When using the AQ_Statistic_Process container in combination with the AQ_Statistic_Visualization container you might experience performance problems when using a large number of cases/aggregates. The performance impact depends on:

  • the number of cases or aggregates
  • the number of times the AQ_Statistic_Visualization container is displayed
  • the number of concurrent users
  • how many cases match the criteria defined in the AQ_Statistic_Process container 
  • how many criteria are defined in the AQ_Statistic_Process container. 

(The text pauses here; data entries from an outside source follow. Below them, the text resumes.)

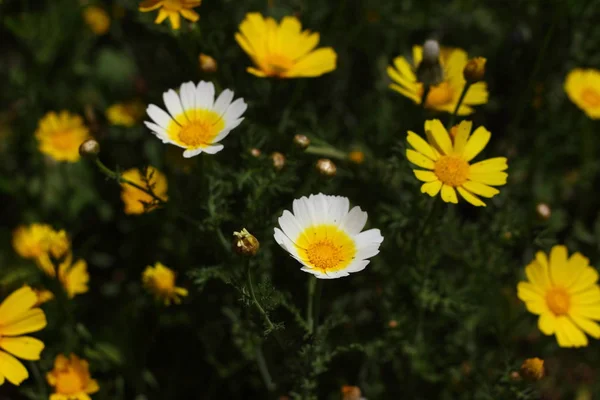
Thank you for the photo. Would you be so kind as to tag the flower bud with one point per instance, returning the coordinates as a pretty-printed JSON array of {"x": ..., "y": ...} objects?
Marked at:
[
  {"x": 301, "y": 141},
  {"x": 244, "y": 243},
  {"x": 278, "y": 160},
  {"x": 207, "y": 63},
  {"x": 326, "y": 167},
  {"x": 89, "y": 149},
  {"x": 474, "y": 70},
  {"x": 532, "y": 369}
]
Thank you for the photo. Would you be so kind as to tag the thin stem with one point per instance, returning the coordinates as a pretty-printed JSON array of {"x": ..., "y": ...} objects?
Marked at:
[
  {"x": 264, "y": 370},
  {"x": 460, "y": 100}
]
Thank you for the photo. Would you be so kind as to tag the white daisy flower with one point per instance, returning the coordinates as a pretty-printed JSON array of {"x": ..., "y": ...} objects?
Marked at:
[
  {"x": 327, "y": 239},
  {"x": 197, "y": 122}
]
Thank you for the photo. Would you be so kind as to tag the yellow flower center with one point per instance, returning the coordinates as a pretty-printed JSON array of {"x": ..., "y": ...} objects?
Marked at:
[
  {"x": 452, "y": 170},
  {"x": 326, "y": 247},
  {"x": 590, "y": 97},
  {"x": 438, "y": 95},
  {"x": 68, "y": 382},
  {"x": 558, "y": 301},
  {"x": 204, "y": 126}
]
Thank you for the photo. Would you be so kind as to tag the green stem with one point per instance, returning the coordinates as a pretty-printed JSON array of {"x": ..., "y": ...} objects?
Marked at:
[{"x": 460, "y": 100}]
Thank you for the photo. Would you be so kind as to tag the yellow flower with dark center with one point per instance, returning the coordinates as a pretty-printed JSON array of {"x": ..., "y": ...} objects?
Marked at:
[
  {"x": 160, "y": 281},
  {"x": 583, "y": 88},
  {"x": 19, "y": 316},
  {"x": 73, "y": 276},
  {"x": 172, "y": 9},
  {"x": 446, "y": 159},
  {"x": 563, "y": 291},
  {"x": 444, "y": 96},
  {"x": 284, "y": 50},
  {"x": 71, "y": 379},
  {"x": 125, "y": 114},
  {"x": 97, "y": 19},
  {"x": 326, "y": 238},
  {"x": 196, "y": 121},
  {"x": 136, "y": 201},
  {"x": 59, "y": 135}
]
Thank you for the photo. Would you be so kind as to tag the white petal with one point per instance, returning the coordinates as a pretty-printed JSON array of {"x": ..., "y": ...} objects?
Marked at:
[
  {"x": 159, "y": 116},
  {"x": 354, "y": 221},
  {"x": 223, "y": 101},
  {"x": 173, "y": 104},
  {"x": 205, "y": 95}
]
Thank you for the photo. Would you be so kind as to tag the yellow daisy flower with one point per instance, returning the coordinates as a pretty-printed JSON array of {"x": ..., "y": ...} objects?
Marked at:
[
  {"x": 160, "y": 281},
  {"x": 125, "y": 114},
  {"x": 284, "y": 50},
  {"x": 447, "y": 157},
  {"x": 444, "y": 96},
  {"x": 19, "y": 316},
  {"x": 563, "y": 291},
  {"x": 172, "y": 9},
  {"x": 96, "y": 19},
  {"x": 71, "y": 379},
  {"x": 73, "y": 276},
  {"x": 583, "y": 88},
  {"x": 197, "y": 122},
  {"x": 136, "y": 201},
  {"x": 326, "y": 238},
  {"x": 59, "y": 135}
]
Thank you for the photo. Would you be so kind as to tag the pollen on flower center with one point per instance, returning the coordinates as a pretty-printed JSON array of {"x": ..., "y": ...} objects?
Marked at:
[
  {"x": 558, "y": 301},
  {"x": 452, "y": 170},
  {"x": 591, "y": 97}
]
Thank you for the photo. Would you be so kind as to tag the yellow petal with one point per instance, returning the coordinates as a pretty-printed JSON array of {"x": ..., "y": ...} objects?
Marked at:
[
  {"x": 420, "y": 145},
  {"x": 449, "y": 194},
  {"x": 476, "y": 143},
  {"x": 12, "y": 369},
  {"x": 24, "y": 347},
  {"x": 470, "y": 197},
  {"x": 419, "y": 159},
  {"x": 431, "y": 188}
]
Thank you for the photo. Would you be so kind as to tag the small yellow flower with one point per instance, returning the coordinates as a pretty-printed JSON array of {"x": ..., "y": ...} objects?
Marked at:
[
  {"x": 444, "y": 96},
  {"x": 73, "y": 276},
  {"x": 97, "y": 19},
  {"x": 19, "y": 316},
  {"x": 447, "y": 161},
  {"x": 583, "y": 88},
  {"x": 284, "y": 50},
  {"x": 125, "y": 114},
  {"x": 71, "y": 379},
  {"x": 532, "y": 369},
  {"x": 172, "y": 9},
  {"x": 59, "y": 135},
  {"x": 136, "y": 201},
  {"x": 563, "y": 291},
  {"x": 160, "y": 281}
]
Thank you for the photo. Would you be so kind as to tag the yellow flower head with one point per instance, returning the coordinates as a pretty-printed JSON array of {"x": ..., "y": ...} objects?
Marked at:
[
  {"x": 172, "y": 9},
  {"x": 59, "y": 135},
  {"x": 284, "y": 50},
  {"x": 160, "y": 281},
  {"x": 563, "y": 291},
  {"x": 19, "y": 316},
  {"x": 583, "y": 88},
  {"x": 97, "y": 19},
  {"x": 73, "y": 276},
  {"x": 136, "y": 201},
  {"x": 444, "y": 96},
  {"x": 71, "y": 379},
  {"x": 125, "y": 114},
  {"x": 446, "y": 158}
]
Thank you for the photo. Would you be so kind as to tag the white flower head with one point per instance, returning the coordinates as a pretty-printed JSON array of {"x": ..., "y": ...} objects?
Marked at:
[
  {"x": 196, "y": 121},
  {"x": 326, "y": 238}
]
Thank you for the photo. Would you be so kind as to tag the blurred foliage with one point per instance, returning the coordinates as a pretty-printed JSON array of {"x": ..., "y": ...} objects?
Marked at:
[{"x": 435, "y": 314}]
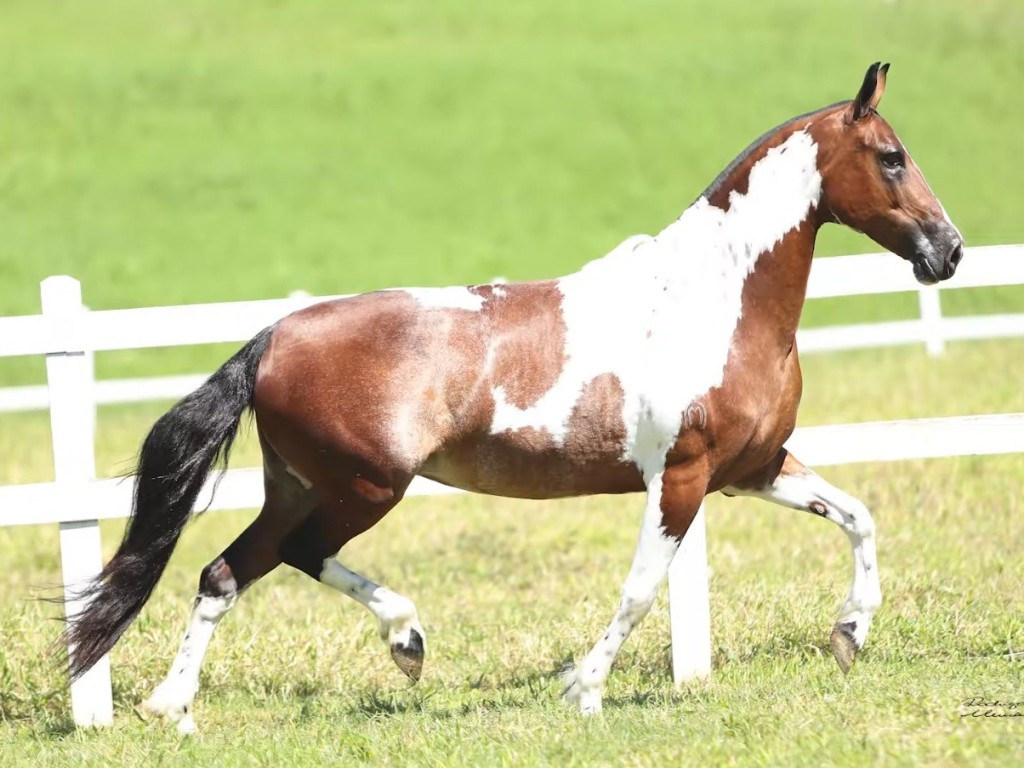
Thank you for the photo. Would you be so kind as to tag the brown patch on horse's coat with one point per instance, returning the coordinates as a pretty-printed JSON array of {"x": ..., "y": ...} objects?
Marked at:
[
  {"x": 525, "y": 324},
  {"x": 527, "y": 463},
  {"x": 371, "y": 491},
  {"x": 596, "y": 428}
]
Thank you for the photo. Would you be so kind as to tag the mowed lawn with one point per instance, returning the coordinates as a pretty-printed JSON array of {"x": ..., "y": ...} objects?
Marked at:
[
  {"x": 175, "y": 153},
  {"x": 509, "y": 591},
  {"x": 188, "y": 152}
]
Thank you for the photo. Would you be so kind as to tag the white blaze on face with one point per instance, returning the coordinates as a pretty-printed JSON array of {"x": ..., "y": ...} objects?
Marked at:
[{"x": 659, "y": 312}]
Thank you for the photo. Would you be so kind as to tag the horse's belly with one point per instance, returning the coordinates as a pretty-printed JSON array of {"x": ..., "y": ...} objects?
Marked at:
[{"x": 527, "y": 464}]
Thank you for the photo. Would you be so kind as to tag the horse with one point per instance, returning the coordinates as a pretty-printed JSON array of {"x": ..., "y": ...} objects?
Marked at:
[{"x": 668, "y": 367}]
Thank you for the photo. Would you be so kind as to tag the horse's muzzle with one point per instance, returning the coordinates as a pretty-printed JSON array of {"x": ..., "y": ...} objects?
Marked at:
[{"x": 938, "y": 253}]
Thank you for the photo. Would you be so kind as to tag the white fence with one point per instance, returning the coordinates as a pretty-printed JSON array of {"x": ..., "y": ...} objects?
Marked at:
[
  {"x": 842, "y": 275},
  {"x": 67, "y": 334}
]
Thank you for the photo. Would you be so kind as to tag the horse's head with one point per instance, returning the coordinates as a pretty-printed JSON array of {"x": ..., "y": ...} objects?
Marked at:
[{"x": 870, "y": 183}]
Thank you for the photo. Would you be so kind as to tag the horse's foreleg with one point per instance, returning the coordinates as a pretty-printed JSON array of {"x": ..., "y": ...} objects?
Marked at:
[
  {"x": 799, "y": 487},
  {"x": 311, "y": 548},
  {"x": 673, "y": 499}
]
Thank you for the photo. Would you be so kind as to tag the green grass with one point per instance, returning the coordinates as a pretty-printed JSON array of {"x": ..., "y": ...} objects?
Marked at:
[
  {"x": 509, "y": 591},
  {"x": 194, "y": 152},
  {"x": 175, "y": 153}
]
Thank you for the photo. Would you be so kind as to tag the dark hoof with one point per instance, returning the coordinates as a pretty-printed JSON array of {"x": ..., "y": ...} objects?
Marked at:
[
  {"x": 844, "y": 646},
  {"x": 410, "y": 656}
]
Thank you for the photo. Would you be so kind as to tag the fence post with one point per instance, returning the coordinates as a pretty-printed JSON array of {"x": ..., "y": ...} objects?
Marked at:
[
  {"x": 69, "y": 377},
  {"x": 931, "y": 315},
  {"x": 689, "y": 606}
]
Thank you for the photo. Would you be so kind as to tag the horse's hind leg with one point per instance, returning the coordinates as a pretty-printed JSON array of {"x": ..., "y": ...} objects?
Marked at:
[
  {"x": 793, "y": 484},
  {"x": 311, "y": 547},
  {"x": 251, "y": 556}
]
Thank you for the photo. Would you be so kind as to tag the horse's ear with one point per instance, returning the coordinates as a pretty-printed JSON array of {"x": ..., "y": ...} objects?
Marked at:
[{"x": 870, "y": 90}]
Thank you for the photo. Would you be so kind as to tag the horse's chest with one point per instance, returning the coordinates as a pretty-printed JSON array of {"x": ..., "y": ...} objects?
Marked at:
[{"x": 753, "y": 414}]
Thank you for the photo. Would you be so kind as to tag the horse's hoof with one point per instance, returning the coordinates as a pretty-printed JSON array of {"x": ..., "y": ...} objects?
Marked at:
[
  {"x": 844, "y": 646},
  {"x": 409, "y": 656}
]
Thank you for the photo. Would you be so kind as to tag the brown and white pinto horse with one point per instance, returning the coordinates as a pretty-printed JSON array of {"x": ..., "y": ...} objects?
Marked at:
[{"x": 669, "y": 366}]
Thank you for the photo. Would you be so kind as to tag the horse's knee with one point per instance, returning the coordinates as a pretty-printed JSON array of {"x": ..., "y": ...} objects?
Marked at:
[{"x": 860, "y": 521}]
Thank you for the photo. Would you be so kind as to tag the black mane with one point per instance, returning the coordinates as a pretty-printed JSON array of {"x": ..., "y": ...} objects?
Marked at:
[{"x": 713, "y": 187}]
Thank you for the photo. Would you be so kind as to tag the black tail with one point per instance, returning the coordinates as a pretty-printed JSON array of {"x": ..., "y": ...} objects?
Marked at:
[{"x": 176, "y": 458}]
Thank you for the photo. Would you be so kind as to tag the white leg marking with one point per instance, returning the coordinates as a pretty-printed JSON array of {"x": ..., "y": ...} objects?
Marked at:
[
  {"x": 585, "y": 683},
  {"x": 174, "y": 696},
  {"x": 395, "y": 613},
  {"x": 809, "y": 492}
]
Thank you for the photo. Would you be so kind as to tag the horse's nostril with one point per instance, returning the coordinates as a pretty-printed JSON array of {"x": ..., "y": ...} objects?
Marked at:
[{"x": 956, "y": 254}]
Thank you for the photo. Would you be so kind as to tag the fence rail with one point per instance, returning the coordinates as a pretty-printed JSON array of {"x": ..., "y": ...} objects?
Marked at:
[
  {"x": 68, "y": 334},
  {"x": 190, "y": 324}
]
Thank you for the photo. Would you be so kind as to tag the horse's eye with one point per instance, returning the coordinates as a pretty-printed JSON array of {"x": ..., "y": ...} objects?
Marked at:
[{"x": 893, "y": 160}]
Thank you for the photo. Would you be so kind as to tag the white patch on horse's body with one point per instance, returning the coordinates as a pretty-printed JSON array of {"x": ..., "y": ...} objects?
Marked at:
[
  {"x": 452, "y": 297},
  {"x": 659, "y": 312},
  {"x": 174, "y": 696}
]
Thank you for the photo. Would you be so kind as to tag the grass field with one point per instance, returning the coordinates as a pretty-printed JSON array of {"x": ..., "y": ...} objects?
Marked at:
[
  {"x": 509, "y": 591},
  {"x": 174, "y": 153}
]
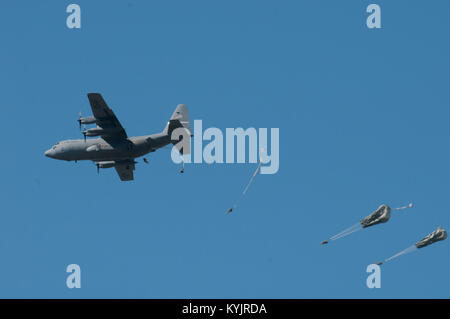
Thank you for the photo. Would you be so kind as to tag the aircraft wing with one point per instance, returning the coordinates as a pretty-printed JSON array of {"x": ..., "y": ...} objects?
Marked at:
[
  {"x": 125, "y": 170},
  {"x": 105, "y": 117}
]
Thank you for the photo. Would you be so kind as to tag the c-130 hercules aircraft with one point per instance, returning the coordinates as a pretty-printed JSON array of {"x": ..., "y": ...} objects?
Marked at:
[{"x": 114, "y": 148}]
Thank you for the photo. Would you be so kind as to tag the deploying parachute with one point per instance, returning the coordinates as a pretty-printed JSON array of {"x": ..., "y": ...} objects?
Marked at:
[
  {"x": 438, "y": 235},
  {"x": 381, "y": 215},
  {"x": 248, "y": 185}
]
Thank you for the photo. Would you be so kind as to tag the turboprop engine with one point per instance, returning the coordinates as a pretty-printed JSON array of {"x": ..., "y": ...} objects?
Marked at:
[{"x": 106, "y": 164}]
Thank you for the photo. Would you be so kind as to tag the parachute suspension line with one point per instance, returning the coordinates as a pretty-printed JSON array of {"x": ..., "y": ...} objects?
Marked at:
[
  {"x": 347, "y": 231},
  {"x": 403, "y": 252},
  {"x": 410, "y": 205},
  {"x": 235, "y": 205}
]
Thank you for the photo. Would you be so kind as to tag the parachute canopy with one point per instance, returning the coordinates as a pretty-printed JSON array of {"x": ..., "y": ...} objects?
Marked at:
[
  {"x": 381, "y": 215},
  {"x": 438, "y": 235}
]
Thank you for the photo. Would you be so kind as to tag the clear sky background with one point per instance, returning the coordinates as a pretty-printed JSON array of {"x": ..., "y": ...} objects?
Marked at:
[{"x": 363, "y": 117}]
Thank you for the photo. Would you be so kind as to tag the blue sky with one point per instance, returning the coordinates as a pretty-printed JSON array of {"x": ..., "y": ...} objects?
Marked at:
[{"x": 363, "y": 118}]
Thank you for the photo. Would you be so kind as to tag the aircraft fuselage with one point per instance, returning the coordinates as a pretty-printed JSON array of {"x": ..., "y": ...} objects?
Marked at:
[{"x": 105, "y": 149}]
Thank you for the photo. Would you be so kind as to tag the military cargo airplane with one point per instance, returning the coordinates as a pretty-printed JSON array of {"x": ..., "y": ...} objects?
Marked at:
[{"x": 114, "y": 148}]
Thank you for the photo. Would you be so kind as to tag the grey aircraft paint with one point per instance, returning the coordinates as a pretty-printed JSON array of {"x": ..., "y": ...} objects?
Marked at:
[{"x": 114, "y": 148}]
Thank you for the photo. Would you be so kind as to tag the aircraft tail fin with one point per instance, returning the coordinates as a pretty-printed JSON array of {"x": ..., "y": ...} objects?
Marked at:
[{"x": 179, "y": 119}]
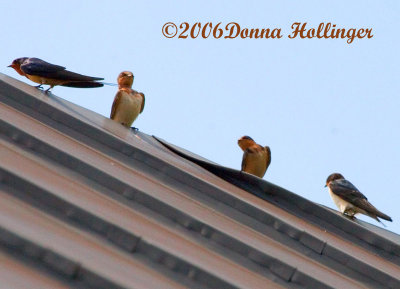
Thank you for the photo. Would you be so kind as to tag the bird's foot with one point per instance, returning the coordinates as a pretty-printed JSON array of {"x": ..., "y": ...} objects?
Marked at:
[{"x": 351, "y": 217}]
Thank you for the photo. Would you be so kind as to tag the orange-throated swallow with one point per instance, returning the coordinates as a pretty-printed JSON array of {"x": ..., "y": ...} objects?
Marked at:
[
  {"x": 350, "y": 200},
  {"x": 128, "y": 103},
  {"x": 256, "y": 158},
  {"x": 42, "y": 72}
]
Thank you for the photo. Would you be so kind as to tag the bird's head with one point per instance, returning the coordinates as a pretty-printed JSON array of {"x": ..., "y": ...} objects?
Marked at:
[
  {"x": 245, "y": 141},
  {"x": 16, "y": 64},
  {"x": 333, "y": 177},
  {"x": 125, "y": 79}
]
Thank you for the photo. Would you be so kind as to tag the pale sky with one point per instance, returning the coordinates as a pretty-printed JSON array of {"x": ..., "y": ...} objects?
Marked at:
[{"x": 322, "y": 106}]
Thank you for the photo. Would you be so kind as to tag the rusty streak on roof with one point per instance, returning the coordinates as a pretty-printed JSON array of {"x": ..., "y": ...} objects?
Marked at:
[{"x": 87, "y": 203}]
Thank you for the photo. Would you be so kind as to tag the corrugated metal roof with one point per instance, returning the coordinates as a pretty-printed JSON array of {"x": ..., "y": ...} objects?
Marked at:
[{"x": 87, "y": 203}]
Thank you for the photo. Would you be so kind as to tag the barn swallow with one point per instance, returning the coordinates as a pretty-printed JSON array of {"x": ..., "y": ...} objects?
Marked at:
[
  {"x": 128, "y": 103},
  {"x": 256, "y": 159},
  {"x": 350, "y": 200},
  {"x": 42, "y": 72}
]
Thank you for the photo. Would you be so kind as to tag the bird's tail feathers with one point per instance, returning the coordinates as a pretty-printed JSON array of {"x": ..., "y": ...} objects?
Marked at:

The more cases match and the more criteria there are, the more the performance is degraded. The expected symptoms are:

  • slow loading time of pages containing one or more AQ_Statistic_Process containers
  • overall decrease of performance
  • memory usage spikes on the server while rendering pages containing one or more AQ_Statistic_Process containers

The memory usage spike is per user session. If the affected pages can be viewed in multiple concurrent user sessions (i.e. not just by an "administrator" user) the memory usage increase should be multiplied by the number of concurrent user sessions rendering the affected pages.

Solution

It is recommended to avoid the following situations:

  • using AQ_Statistic_Process containers with very broad search criteria (which are matched by many cases)
  • using AQ_Statistic_Process containers on pages that are rendered very often by many concurrent user sessions (not recommended on pages accessible for end-users, landing pages, dashboards - anywhere where users will often go but without the specific intent to look at these graphs).

The performance of this container will be fixed in a next minor release.

If you encounter any problems that might be related to this issue please do not hesitate to contact Blueriq support.

Technical Details

When the search criteria of an AQ_Statistic_Process container are matched by many cases, the following actions are executed by the Runtime:

  • one database query is made to find the matching cases
  • for each batch of 1000 cases, another query is made to retrieve the attributes specified in the criteria

For example, if 100,000 cases match, then 101 database queries will be executed. The impact on performance depends on the hardware configuration, network configuration and load on the database server, and needs to be estimated on a case-by-case basis.

Since the attributes are sent over the network and temporarily stored in the Runtime memory, the memory spike depends on what kind of data is stored in the attributes and how many attributes there are. This also can only be estimated on a case-by-case basis.